At present, QTL research on grain shape related traits of rice has been widely carried out, mainly to improve the appearance quality of rice, but only a few QTLs have been applied in current breeding programs. Further characterization of QTLs associated with rice grain shape and the cloning of the underlying genes is essential. Additionally, a deeper understanding of the regulatory pathways governed by these genes is necessary to fully exploit their potential in rice breeding programs aimed at improving grain shape traits. With the development of high-throughput sequencing technology, high density SNP markers covering the whole genome have made genome-wide association studies widely used. In the past 10 years, the genetic research of plant quantitative traits based on GWAS has made great progress. GLW7 represents a pivotal rice grain type regulatory gene that has been successfully cloned through the application of GWAS (Si et al., 2016). Lv et al. (2019) conducted a genome-wide association analysis on grain shape-related traits, including grain length, grain width, thousand-grain mass, and length-to-width ratio, using 161 indica rice varieties along with 16,352 SNPs, and identified a total of 38 significant loci. Feng et al. (2016), on the other hand, utilized 469 rice varieties combined with 5,291 SNPs to detect 11 novel QTLs through genome-wide association analysis. Grain shape is not only one of the determining factors of yield traits, but also affects the appearance and milling quality of rice.

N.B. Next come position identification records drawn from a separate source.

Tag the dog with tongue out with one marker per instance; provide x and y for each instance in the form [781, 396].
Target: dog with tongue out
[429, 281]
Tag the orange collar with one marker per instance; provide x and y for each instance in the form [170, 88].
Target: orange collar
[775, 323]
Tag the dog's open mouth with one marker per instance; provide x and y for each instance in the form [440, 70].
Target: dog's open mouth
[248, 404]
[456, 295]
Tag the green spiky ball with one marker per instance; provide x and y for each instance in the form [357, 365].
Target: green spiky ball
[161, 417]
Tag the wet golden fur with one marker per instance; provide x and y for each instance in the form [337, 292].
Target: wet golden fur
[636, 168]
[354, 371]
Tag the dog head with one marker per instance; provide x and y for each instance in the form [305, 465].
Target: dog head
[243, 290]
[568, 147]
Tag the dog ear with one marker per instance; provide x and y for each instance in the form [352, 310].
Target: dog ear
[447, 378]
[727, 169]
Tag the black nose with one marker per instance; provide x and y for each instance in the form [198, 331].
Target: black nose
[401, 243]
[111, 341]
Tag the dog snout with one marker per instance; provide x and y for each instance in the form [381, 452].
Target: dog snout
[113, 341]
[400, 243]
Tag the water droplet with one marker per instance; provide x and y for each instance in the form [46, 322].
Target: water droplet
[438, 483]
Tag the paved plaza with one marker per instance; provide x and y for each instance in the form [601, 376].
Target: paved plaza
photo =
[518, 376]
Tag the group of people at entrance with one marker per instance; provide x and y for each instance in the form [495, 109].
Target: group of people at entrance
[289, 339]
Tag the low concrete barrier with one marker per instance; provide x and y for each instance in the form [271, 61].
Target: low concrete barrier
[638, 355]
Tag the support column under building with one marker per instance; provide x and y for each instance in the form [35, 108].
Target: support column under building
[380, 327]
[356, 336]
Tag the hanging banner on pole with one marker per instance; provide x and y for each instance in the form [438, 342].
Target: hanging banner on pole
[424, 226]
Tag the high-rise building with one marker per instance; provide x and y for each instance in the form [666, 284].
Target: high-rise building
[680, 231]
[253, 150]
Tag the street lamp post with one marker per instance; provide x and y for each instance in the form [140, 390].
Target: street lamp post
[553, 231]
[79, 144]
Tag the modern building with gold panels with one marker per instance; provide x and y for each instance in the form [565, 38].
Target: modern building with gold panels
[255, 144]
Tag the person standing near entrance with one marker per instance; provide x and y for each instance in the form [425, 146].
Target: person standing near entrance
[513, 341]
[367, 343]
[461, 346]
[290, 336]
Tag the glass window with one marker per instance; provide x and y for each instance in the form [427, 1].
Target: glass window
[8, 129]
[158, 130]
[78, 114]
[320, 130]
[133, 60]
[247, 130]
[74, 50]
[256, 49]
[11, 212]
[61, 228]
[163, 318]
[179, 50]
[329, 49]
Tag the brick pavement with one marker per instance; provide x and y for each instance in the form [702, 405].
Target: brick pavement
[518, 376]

In this study, 280 japonica rice varieties from northern China were used to conduct genome-wide association study for grain-shape-related traits, and to explore the relevant loci or genes controlling grain shape. These results will provide a theoretical basis for elucidating the genetic mechanism of rice grain shape and breeding excellent new rice varieties with excellent grain shape.

Materials and methods

Plant materials

The association panel consisted of 280 japonica accessions from northern China (Table S1). These accessions were planted in the experimental field of Liaoning Rice Research Institute (41°N, 123°E) from April to October 2021. The sowing, transplanting and harvesting dates were April 25, May 20 and October 10, respectively. Each accession was planted in a plot of three rows, with eight plants in each row at a spacing of 16.7 × 30 cm, and this was replicated twice. Fertilizer for the cultivated land was 180 kg N ha−1, 60 kg P2O5 ha−1, and 120 kg K2O ha−1, with attention to weeding and pest control.

Phenotyping

When the accessions were mature, five plants were selected in the middle of the plot for harvesting and placed in a cool place to allow the seeds dry naturally. A seed moisture meter is used to detect the grain moisture content, and about 200 grains were selected when it has been reduced to 12–14%. For brown rice, the outer husk is removed, retaining the bran layer and germ. To produce white rice, further milling removes the bran layer and germ using a CLS JNM-1 rice husker. Grain length (GL), grain width (GW), grain length-width ratio (GR), brown rice length (BL), brown rice width (BW), brown rice length-width ratio (BR), brown rice area (BA), white rice length (WL), white rice width (WW), white rice length-width ratio (WR) and white rice area (WA) are measured using a rice appearance quality detection analyzer (SC-E, Hangzhou Wanshen Test Technology Corporation, Hangzhou, China). Three technical repeats and two biological repeats were performed (average 120 seeds per plant), and the mean values were calculated for subsequent analysis.

Genotyping

DNA was extracted using the SDS lysis method (Zhang et al., 2019). The leaves of tillering stage were frozen with liquid nitrogen and ground with tissue grinder. SDS lysis buffer was added and incubated at 65 °C for 30 min. Sodium acetate was then added, the mixture was thoroughly mixed, and centrifuged. Isopropyl alcohol was added to the supernatant to precipitate the DNA, which was then rinsed twice with 70% ethanol and air-dried. The genotypic data were obtained using a 40K liquid-phase sequence chip (Li et al., 2022c), and all raw reads were filtered for high quality, with Q20 quality scores >95% and guanine-cytosine (GC) content <50%. Finally, 33,579 high-quality SNPs were obtained and used for genome-wide association study (GWAS) in this study. The genotypic data described here are accessible via FigShare (https://doi.org/10.6084/m9.figshare.26461429.v1).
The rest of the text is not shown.